The U.S. Securities and Exchange Commission has embarked on a far-reaching review of its public company disclosure requirements. In a concept release issued on April 13, the SEC invited comments on how it could modernize Regulation S-K, the body of rules that spells out the business and financial information that SEC-reporting companies must disclose in annual and quarterly filings. The concept release is part of the SEC’s Disclosure Effectiveness Initiative, which is exploring ways to make disclosure more useful to investors. The comment period runs until July 21, 2016.

The release covers an array of issues and possible reforms and includes 340 questions, many with multiple subparts. The discussion is divided into three broad topics–

  • The SEC’s current disclosure framework and potential alternative approaches.
  • The specific business and financial disclosures that companies are required to include in periodic reports.
  • How companies can most effectively present required information to investors.

The release focuses on the periodic disclosure requirements that apply to U.S. companies and does not include foreign private issuer disclosure. However, any changes to the SEC’s disclosure regime would likely be applied to both domestic and foreign reporting companies.

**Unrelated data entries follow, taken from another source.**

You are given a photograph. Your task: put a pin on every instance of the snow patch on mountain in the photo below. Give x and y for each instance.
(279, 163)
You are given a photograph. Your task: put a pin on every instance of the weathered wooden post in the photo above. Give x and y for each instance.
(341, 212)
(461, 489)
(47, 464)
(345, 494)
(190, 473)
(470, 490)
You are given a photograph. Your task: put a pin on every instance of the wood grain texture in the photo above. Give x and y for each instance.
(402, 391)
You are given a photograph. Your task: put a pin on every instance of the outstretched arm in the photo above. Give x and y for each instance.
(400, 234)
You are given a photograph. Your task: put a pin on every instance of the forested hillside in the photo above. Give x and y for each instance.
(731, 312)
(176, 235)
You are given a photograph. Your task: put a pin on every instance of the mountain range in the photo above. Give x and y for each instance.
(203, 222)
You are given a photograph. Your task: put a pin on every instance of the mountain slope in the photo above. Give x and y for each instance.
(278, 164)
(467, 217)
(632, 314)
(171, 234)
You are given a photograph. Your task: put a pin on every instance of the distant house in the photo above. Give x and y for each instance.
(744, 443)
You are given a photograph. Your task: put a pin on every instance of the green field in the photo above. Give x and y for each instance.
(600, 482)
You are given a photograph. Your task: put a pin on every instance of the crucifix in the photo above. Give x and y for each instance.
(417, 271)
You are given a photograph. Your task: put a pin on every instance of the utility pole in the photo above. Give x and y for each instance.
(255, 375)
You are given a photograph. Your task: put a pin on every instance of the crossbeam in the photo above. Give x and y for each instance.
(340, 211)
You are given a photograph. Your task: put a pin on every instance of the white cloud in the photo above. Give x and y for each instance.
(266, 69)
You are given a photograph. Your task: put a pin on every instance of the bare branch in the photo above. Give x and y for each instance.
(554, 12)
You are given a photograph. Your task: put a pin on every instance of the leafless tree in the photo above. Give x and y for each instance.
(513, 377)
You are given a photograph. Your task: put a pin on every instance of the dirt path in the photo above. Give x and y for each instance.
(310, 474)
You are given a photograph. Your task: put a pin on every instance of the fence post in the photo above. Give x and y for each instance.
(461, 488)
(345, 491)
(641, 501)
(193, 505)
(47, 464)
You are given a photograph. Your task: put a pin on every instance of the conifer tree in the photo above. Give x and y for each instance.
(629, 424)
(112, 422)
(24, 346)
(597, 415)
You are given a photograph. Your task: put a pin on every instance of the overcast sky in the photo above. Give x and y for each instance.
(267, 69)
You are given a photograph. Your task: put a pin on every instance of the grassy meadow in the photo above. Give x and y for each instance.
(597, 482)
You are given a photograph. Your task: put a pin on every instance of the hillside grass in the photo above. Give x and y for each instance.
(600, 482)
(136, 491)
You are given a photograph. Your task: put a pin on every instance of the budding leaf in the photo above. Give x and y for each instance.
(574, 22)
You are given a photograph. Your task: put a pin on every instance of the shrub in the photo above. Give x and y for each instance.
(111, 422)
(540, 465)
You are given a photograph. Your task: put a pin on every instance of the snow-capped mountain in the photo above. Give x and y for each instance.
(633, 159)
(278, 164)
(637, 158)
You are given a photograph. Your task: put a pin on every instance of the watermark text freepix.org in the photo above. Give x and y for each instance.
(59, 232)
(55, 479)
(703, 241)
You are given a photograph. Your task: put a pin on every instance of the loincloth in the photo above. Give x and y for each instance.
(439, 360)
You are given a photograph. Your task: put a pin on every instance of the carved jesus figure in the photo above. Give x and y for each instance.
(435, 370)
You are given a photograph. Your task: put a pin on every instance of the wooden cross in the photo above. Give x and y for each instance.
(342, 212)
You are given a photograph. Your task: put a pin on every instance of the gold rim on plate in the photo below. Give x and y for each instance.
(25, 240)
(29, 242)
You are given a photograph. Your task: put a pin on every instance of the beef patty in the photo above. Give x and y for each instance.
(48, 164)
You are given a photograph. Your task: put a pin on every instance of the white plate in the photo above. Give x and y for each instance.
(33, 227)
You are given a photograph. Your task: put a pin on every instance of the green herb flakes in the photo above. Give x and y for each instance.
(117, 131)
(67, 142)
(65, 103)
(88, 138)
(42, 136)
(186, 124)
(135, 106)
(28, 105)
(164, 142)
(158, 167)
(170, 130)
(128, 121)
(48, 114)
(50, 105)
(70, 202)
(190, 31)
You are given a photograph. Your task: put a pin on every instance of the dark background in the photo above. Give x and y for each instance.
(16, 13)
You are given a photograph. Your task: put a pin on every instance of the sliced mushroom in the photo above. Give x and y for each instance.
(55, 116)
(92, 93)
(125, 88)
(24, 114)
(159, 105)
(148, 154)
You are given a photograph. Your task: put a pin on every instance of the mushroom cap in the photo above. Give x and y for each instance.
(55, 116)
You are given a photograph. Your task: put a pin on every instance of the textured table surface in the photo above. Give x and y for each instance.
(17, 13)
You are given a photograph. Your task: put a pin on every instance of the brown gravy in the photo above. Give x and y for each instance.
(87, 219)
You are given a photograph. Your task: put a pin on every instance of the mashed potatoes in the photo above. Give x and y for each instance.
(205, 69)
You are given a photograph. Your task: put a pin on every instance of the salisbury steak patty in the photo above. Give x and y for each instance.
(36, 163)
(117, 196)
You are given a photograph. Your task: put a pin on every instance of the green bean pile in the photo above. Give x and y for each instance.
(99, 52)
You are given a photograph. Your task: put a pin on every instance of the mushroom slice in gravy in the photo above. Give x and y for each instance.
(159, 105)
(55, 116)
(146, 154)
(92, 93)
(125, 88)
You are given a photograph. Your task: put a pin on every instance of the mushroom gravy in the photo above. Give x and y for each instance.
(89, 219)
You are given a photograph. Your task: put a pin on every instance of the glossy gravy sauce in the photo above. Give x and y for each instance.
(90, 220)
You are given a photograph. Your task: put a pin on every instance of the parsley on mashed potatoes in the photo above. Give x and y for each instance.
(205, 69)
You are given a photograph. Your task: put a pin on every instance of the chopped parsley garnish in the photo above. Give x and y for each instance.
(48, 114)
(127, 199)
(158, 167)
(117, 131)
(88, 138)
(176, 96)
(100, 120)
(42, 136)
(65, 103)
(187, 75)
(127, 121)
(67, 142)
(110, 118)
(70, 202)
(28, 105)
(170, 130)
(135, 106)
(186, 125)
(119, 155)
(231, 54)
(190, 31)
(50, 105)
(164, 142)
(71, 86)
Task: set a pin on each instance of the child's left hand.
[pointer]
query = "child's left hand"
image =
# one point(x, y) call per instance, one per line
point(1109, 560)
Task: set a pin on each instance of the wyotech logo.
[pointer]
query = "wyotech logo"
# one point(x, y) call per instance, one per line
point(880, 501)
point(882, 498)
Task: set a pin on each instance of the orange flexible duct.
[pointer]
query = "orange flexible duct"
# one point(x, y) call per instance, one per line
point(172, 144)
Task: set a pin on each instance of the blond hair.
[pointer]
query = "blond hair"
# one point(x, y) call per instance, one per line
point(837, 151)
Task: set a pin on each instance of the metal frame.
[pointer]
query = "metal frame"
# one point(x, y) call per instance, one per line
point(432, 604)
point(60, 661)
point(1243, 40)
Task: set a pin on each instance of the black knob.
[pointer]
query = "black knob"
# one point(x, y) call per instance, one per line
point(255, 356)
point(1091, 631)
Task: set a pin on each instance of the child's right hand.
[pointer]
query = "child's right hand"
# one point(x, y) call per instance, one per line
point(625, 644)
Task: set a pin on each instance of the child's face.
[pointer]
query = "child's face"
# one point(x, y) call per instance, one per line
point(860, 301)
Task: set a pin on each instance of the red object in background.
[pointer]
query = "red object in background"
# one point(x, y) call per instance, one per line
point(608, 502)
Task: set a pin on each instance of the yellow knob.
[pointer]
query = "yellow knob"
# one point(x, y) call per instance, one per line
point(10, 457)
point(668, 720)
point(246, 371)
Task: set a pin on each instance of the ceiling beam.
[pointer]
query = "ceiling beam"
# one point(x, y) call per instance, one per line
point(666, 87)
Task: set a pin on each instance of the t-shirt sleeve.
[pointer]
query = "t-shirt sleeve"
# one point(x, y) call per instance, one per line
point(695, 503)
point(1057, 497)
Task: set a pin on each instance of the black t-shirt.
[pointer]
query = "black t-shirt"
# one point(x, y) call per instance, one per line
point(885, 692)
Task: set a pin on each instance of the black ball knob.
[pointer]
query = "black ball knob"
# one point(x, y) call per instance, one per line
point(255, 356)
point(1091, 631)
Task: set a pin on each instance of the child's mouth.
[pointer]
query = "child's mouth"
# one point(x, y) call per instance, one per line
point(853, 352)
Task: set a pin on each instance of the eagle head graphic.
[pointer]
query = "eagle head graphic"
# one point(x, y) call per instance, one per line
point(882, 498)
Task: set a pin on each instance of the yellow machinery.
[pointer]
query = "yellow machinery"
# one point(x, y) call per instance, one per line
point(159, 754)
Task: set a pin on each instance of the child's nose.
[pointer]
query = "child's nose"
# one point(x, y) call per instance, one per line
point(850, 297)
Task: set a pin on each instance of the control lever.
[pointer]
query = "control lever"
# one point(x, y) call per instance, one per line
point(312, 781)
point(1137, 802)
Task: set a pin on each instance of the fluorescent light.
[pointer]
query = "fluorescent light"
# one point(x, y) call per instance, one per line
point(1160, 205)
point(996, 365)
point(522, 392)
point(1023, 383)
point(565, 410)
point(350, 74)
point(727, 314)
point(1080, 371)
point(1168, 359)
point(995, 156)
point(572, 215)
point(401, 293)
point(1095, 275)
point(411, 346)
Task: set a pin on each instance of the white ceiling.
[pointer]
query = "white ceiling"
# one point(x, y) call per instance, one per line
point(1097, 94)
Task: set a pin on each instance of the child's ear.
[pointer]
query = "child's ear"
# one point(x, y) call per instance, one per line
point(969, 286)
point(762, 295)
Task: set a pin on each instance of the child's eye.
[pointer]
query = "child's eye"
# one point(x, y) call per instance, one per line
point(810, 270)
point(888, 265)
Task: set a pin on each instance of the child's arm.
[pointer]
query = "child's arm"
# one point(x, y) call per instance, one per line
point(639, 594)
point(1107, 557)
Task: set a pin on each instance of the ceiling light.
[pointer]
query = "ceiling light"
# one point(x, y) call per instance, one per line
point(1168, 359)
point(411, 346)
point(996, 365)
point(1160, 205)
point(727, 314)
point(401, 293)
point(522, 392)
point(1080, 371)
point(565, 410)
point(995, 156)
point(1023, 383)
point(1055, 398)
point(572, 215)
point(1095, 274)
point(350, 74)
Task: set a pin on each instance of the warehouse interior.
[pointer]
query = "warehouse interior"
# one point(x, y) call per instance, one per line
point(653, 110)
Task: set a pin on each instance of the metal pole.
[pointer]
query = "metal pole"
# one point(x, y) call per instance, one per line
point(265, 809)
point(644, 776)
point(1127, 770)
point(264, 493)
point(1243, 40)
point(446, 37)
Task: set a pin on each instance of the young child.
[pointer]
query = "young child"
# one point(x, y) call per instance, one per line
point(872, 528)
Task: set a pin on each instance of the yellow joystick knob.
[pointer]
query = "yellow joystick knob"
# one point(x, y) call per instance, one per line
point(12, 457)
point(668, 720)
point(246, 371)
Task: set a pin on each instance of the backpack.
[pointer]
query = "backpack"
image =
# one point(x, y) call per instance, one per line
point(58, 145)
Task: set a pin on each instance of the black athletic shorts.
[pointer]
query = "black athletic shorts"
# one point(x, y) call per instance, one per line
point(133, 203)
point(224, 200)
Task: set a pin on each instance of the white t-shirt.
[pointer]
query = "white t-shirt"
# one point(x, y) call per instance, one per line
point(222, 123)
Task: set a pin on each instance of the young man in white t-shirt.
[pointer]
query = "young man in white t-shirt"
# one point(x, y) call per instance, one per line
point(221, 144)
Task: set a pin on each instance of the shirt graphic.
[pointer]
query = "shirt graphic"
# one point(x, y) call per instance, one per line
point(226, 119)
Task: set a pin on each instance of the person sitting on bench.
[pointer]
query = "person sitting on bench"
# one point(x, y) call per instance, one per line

The scope of the issues raised makes clear that the SEC is open to re-thinking the foundations on which its disclosure system rests. For example–

  • Principles v. rules. The release asks how the SEC should strike a balance between principles-based disclosure and prescriptive disclosure rules. That is, to what extent should companies be asked to disclose information only if it is material to the company and to what extent should particular disclosures be required, regardless of company-specific materiality? In this context, the SEC also asks whether its longstanding materiality test – whether there is a substantial likelihood that a reasonable investor would attach importance to particular information in deciding whether to buy or sell the security – should be retained or replaced with a different standard.
  • Risk factors. Periodic reports must disclose the most significant investment risks, and filings often contain a lengthy list of generic risks which, if they were to occur, could adversely affect the company. The release asks how risk factor disclosure could be improved and raises such possibilities as requiring the company to discuss the probability of occurrence and the effect of each risk; requiring the “top ten” risks to be identified and listed in order; and discouraging the listing of risks that are not specific to the company.
  • The future of MD&A. The Management Discussion and Analysis requirement is intended to provide a narrative explanation of the financial statements that enables investors to see the company “through the eyes of management”. The release asks how MD&A disclosure could be improved, including whether the SEC should require an “executive-level overview” or auditor involvement regarding the reliability of MD&A.
  • Environmental and social responsibility disclosure. Traditionally, the SEC has declined to require disclosures regarding environmental and social responsibility matters, except to the extent that the information is required by statute or is material to a particular company. The release notes that this type of information is becoming more important in voting and investment decisions and invites comment on whether environmental or social responsibility disclosures should be mandatory.
  • Scaled disclosure. The timing and content of reporting currently varies with company size, with different requirements applicable to emerging growth companies, smaller reporting companies, non-accelerated filers, accelerated filers, and larger accelerated filers. The release asks whether the criteria for scaling should be changed and whether other types of companies should be eligible – for example, whether the nature or frequency of large company reporting could be reduced because there is more publicly available information regarding these companies.
  • Reporting frequency. Critics believe that quarterly reporting encourages management to focus on short-term results rather than on long-term strategies.  The concept release raises the possibility of abolishing quarterly reports for some companies, and conversely of requiring some companies to file periodic reports “on a more frequent basis such as monthly.”
  • Improving readability. The release asks for comment on how reports could be made more reader-friendly. Possibilities include greater (or lesser) use of cross-referencing, incorporation by reference, and hyperlinks, including permitting hyperlinks to external websites. The release also discusses the use of layered disclosure, in which disclosures are presented in summary form with a more detailed discussion also available.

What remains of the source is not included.